She completed a 10-day residency at Stanford University in June as part of the Carnegie Scholars program sponsored by the Carnegie Academy for the Scholarship of Teaching and Learning.

The session, the third in the 2003-2004 program, brought together faculty members in a variety of disciplines, offering them office space, library resources, and the opportunity to learn from each other in a “community of scholars.”

“We spent 10 hours or more a day thinking, talking, arguing, reading, writing, and listening to lectures,” Donahue says, explaining that each Carnegie Scholar worked on a project in a smaller group. “We were responsible for presenting versions of our projects in their various stages. My project explored student perceptions of the ‘work’ of reading and writing, and intellectual ‘work’ in general.”

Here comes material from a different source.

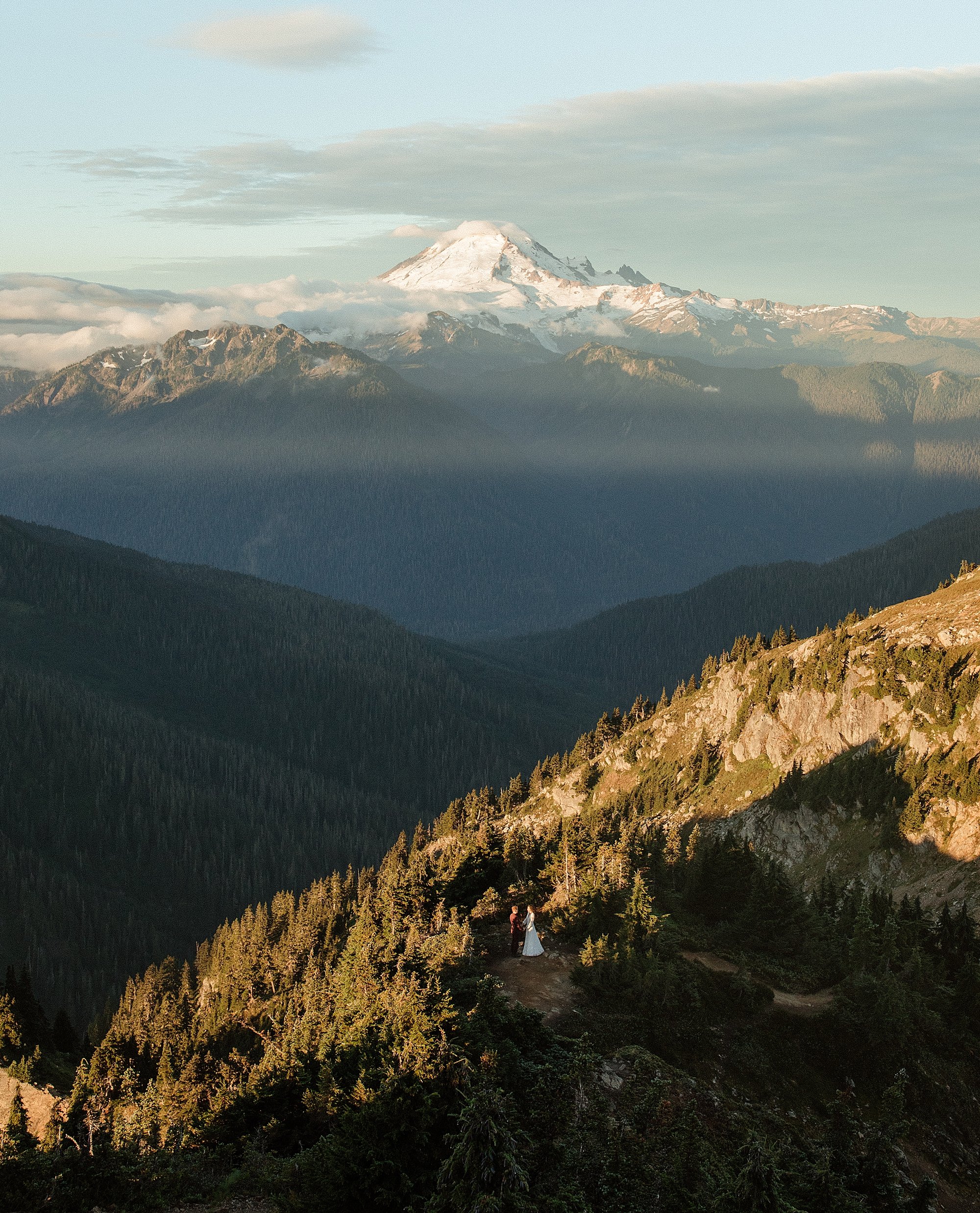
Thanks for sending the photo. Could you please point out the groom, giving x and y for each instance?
(517, 931)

For Donahue, who joined the Lafayette faculty in 1985 and founded its Comprehensive Writing Program a year later, the experience has been powerful, invigorating, and life changing.

“Over the next couple of years, I hope to bring to campus several Carnegie Scholars from various disciplines to talk in general about the goals of the scholarship of teaching and learning, their specific projects in particular, and how this work has reinvigorated their scholarship, their teaching, and their perceptions of themselves as professionals,” she says.

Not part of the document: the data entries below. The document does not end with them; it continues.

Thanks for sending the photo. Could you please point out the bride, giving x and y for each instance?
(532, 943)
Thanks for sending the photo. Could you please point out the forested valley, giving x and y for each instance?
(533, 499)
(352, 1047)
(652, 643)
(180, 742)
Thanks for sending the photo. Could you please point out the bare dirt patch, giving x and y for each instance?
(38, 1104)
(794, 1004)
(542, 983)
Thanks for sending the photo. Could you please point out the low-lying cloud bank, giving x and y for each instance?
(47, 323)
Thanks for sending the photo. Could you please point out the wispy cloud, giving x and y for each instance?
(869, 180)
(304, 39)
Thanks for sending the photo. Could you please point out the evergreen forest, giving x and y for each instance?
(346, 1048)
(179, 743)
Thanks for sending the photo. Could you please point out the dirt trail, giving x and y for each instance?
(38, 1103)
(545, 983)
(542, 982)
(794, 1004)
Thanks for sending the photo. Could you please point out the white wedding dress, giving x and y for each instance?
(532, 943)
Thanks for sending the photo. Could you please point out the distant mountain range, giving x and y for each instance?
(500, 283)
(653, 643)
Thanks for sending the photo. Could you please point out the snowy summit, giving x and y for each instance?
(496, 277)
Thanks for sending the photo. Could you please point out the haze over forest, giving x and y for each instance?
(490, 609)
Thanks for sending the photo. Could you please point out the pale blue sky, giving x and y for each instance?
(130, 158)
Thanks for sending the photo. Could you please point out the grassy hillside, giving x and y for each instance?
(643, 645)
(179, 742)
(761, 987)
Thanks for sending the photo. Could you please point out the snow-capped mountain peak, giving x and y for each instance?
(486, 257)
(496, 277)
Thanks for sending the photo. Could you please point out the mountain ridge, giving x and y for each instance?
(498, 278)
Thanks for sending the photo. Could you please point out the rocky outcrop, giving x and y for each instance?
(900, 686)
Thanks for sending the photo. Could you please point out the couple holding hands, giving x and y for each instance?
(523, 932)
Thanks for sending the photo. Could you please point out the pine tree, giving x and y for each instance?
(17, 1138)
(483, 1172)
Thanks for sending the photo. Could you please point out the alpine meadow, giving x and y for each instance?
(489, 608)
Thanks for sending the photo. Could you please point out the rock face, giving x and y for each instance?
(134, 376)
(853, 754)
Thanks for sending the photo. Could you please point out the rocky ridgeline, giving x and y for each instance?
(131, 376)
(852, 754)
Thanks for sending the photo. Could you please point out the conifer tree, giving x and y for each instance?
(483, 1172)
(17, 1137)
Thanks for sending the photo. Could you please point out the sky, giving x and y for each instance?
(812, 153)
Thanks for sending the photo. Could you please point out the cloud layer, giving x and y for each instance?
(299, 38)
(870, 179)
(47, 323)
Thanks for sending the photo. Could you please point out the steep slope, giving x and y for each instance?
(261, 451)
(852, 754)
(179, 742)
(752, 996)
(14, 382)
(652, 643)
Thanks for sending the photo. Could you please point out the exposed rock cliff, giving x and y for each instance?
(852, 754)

Donahue also hopes to use her findings in courses and in programs for faculty whose courses are affiliated with the College Writing Program, which helps integrate the practice of writing into courses throughout all four of the College’s divisions.

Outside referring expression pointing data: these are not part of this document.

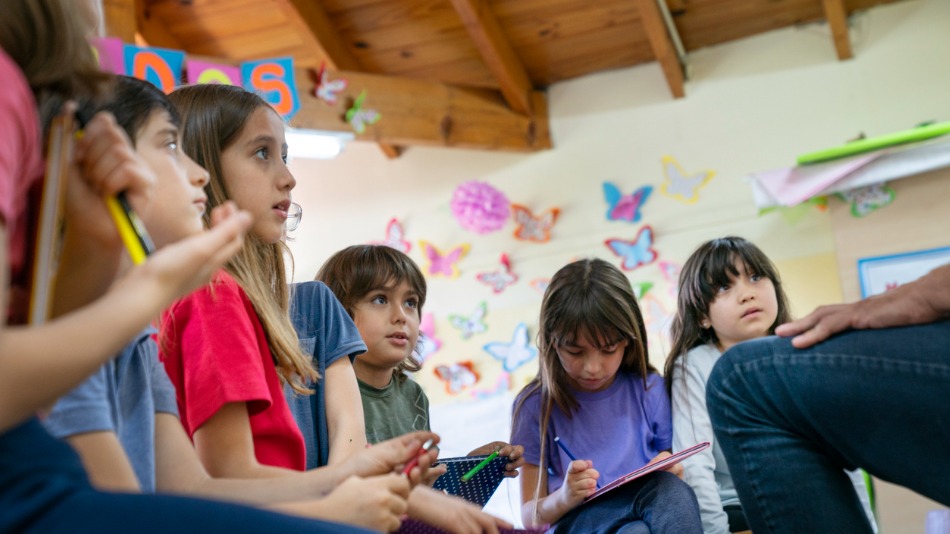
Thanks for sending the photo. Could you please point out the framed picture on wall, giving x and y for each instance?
(880, 273)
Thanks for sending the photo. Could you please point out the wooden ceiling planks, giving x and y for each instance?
(480, 63)
(704, 23)
(497, 53)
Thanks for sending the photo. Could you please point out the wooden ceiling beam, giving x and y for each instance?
(417, 112)
(153, 32)
(497, 52)
(837, 17)
(662, 45)
(120, 20)
(325, 37)
(338, 55)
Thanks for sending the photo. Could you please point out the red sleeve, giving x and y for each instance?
(216, 340)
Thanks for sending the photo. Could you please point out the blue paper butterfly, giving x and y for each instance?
(634, 253)
(622, 207)
(515, 353)
(865, 200)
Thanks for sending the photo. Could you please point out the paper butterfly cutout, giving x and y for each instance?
(515, 353)
(634, 253)
(394, 237)
(473, 324)
(531, 227)
(502, 385)
(865, 200)
(358, 117)
(501, 279)
(540, 284)
(428, 344)
(681, 186)
(671, 273)
(622, 207)
(457, 376)
(443, 264)
(324, 88)
(640, 289)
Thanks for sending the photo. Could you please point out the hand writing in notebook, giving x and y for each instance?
(580, 482)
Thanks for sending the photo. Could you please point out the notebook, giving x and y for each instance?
(656, 466)
(481, 486)
(49, 228)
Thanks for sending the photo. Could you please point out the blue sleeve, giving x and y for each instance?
(84, 409)
(318, 315)
(163, 391)
(662, 417)
(326, 333)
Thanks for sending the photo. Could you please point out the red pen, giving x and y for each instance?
(426, 447)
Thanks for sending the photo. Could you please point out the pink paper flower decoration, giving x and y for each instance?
(479, 207)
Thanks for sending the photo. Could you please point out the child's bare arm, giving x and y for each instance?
(344, 411)
(39, 364)
(581, 481)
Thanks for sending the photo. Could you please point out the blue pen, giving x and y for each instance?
(569, 453)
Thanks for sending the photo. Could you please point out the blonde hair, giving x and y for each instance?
(47, 40)
(212, 118)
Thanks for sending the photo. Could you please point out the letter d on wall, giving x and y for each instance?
(160, 66)
(273, 79)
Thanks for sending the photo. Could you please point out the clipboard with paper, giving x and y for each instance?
(649, 468)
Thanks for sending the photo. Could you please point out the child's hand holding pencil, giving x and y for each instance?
(410, 454)
(109, 170)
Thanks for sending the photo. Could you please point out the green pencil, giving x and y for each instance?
(468, 476)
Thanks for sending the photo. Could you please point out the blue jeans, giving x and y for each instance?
(789, 421)
(656, 503)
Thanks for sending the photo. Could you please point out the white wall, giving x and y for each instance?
(751, 105)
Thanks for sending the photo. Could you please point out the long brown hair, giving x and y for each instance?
(589, 297)
(357, 271)
(212, 118)
(47, 40)
(711, 266)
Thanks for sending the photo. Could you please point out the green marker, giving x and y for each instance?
(468, 476)
(919, 133)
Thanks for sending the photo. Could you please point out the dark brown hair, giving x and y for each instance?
(591, 297)
(212, 118)
(357, 271)
(711, 266)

“I hope to bring the ‘work’ of reading and writing into closer alignment through the device of the writing assignment,” she says.

Over the past 18 years, Donahue has helped shape the College Writing Program and its predecessor, the Comprehensive Writing Program, at first training and assigning the student “writing associates” who assist their fellow students in completing writing assignments, then taking on an administrative role as the program grew to include a coordinator, two assistant directors, more than 50 writing associates, 750 participating students, and 50 participating faculty members.

Karen Cera ’95, who earned a B.A. with majors in English and art, says she took Donahue’s seminar in literary critical theory and realized she’d found her mentor.

“Pat pulled the love for literature, reading, and writing from me on a level that I could understand, pushed me to take it further, and worked with everything I had to offer,” says Cera, now senior manager of digital technologies and design for Time Warner AudioBooks. “The remarkable thing about Pat is that she exemplifies what she teaches. I’ve seen her grow as an educator, as a friend, as a wife, as a daughter, as a person. She doesn’t sit and wait for growth to happen to her. She not only believes in me, but she believes in herself and what she does. A teacher who cares like that right down to the middle of her own heart is the best kind of teacher to have.”


Publications:The Elements and Pleasures of Difficulty with Mariolina Salvatori, Allyn & Bacon/Longman Publishers, forthcoming December 2004; “The Scholarship of Teaching and Learning in English Studies,” Disciplinary Styles in the Scholarship of Teaching and Learning, Mary Huber, ed., 2003.

Honors: Marquis Award for Excellence in Teaching, 1998.

Achievements: Carnegie Scholar, 2003-04; Associate English department head, named 2004; Mid-Atlantic delegate to the MLA Editorial Board, 2002-03.